Revenge is taking off.
A traveler created a complete website to show an airline after they reportedly lost his girlfriend’s luggage.
Fairly than contacting the airline and expressing his frustrations on to them in an email, entrepreneur Pieter Levels created “Luggage Losers.
The location is “a live rating of airlines by how much luggage they’re losing at once,” created with a singular purpose: “So you’ll be able to avoid flying with them (and hopefully they’ll improve).”
The Spanish airline Vueling lost his girlfriend’s suitcase on a visit from Lisbon to Barcelona, in accordance with Levels, after which sent the suitcase to Austin, where the couple was continuing their trip.
In accordance with his post on X, the suitcase had arrived in each Barcelona and Austin, but they were unable to retrieve it.
“It’s now on a visit to random spots around the globe without coming back to us while getting gaslit by useless Vueling staff!” Levels shared on Luggage Losers.
“I noticed no person collects data on how much luggage specific airlines are losing day-after-day to avoid the worst ones,” Levels wrote within the FAQ section on the web site. “This helps me (and hopefully you too) to book with airlines that put effort in to not lose luggage or get it back fast to their customers!
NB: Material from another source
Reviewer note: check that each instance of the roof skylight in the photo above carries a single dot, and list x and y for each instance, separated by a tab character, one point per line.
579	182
And rewards great airlines for not losing our luggage.”
In accordance with the Department of Transportation’s Bureau of Transportation Statistics, mishandled bags — defined because the variety of checked bags which are lost, damaged, delayed or stolen — are reported “by or on behalf of the passenger.”
That only applies to bags that were within the custody of the airline “for its reportable domestic nonstop scheduled passenger flights.”
The DOT’s mishandled-bag data comes from individual reports since US air carriers not submit the variety of mishandled baggage reports as of 2019, the BTS said.
Because individual airlines don’t collect data on lost luggage, Luggage Losers scours the web in any respect hours of the day for people talking about their luggage woes — together with which airlines and airports they flew — and cross references with “actual lost luggage data” to estimate just how much luggage is consistently being lost.
The location also takes under consideration other elements, including airline fleet size and airport size differences.
As of Tuesday morning, Iberia Airlines was the “biggest luggage loser” with a one in 10 probability of a suitcase being lost, with Air India and Canadian line WestJet Airlines coming in second and third, respectively. Japan Airlines allegedly lost the least luggage, followed by Lion Air, based in Jakarta, Indonesia, and Azul Brazilian Airlines.
Nonetheless, it needs to be taken under consideration that rankings are depending on whether online complaints and individual accounts are present and accurate.
A report from earlier this 12 months by shipping site MyBaggage.com pored over data supplied by the DOT that details the overall amount of baggage — including wheelchairs and mobility scooters — checked in by airlines between January 2021 through January 2024.
The worst offender was American Airlines, which struggled with 1,750,009 lost-luggage reports — that’s a median of 8.71 disappeared bags per 1,000 that were loaded onto an aircraft.
Second was Envoy Airlines — American’s largest regional carrier, formerly referred to as American Eagle — and in third place was Republic Airways, which acts as one other regional airline for American, in addition to Delta and United.